“I am rather surprised,” said he, “that you chose so composite an object as a mummy to begin on. I should have thought that a simpler object, such as a coffin or a wooden figure, would have been more instructive.”
“In some ways it would,” replied Thorndyke, “but the variety of materials that the mummy gives us has its advantages. I hope your father is not ill, Miss Bellingham.”
“He is not at all well,” said Ruth, “and we agreed that it was better for me to come alone. I knew Herr Lederbogen quite well. He stayed with us for a time when he was in England.”
“I trust,” said Dr. Norbury, “that I have not troubled you for nothing. Herr Lederbogen speaks of ’our erratic English friend with the long name that I can never remember,’ and it seemed to me that he might be referring to your uncle.”
“I should hardly have called my uncle erratic,” said Ruth.
“No, no. Certainly not,” Dr. Norbury agreed hastily. “However, you shall see the letter presently and judge for yourself. We mustn’t introduce irrelevant topics while the experiment is in progress, must we, Doctor?”
“You had better wait until we have finished,” said Thorndyke, “because I am going to turn out the light. Switch off the current, Polton.”
The green light vanished from the bulb, the hum of the interrupter swept down an octave or two and died away. Then Thorndyke and Dr. Norbury rose from their chairs and went towards the mummy, which they lifted tenderly while Polton drew from beneath it what presently turned out to be a huge black-paper envelope. The single glow-lamp was switched off, leaving the room in total darkness, until there burst out suddenly a bright orange-red light immediately above one of the trays.
We all gathered round to watch, as Polton—the high-priest of these mysteries—drew from the black envelope a colossal sheet of bromide paper, laid it carefully in the tray and proceeded to wet it with a large brush which he had dipped in a pail of water.

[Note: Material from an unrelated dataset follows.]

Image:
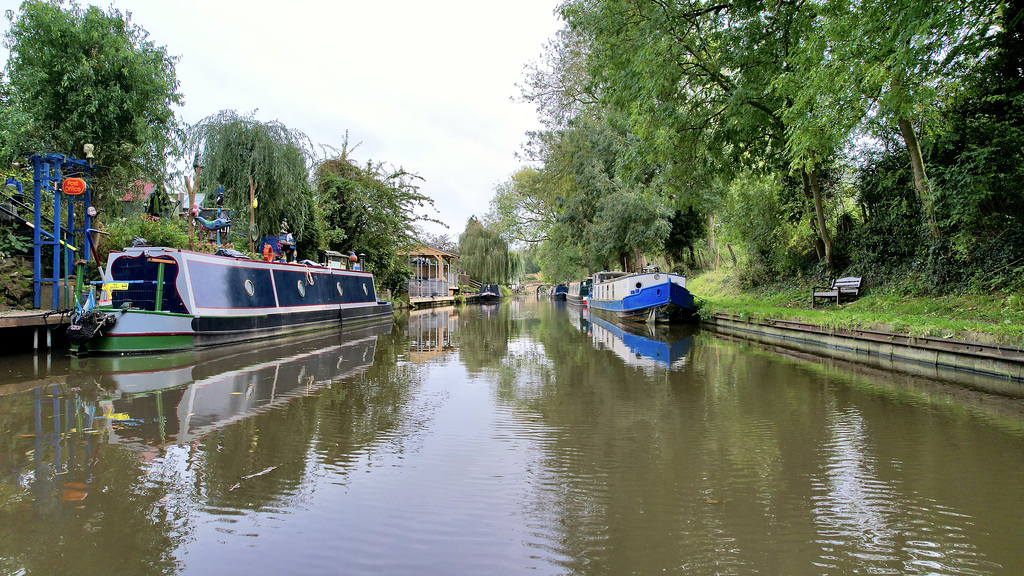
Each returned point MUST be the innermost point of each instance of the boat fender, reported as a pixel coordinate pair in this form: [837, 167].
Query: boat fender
[87, 325]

“I thought you always used plates for this kind of work,” said Dr. Norbury.
“We do, by preference; but a six-foot plate would be impossible, so I had a special paper made to the size.”

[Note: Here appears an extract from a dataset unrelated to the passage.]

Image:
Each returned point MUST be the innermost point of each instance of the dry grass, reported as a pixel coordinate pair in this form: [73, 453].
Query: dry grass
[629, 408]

There is something singularly fascinating in the appearance of a developing photograph; in the gradual, mysterious emergence of the picture from the blank, white surface of plate or paper. But a skiagraph, or X-ray photograph, has a fascination all its own. Unlike an ordinary photograph, which yields a picture of things already seen, it gives a presentment of objects hitherto invisible; and hence, when Polton poured the developer on the already wet paper, we all craned over the tray with the keenest curiosity.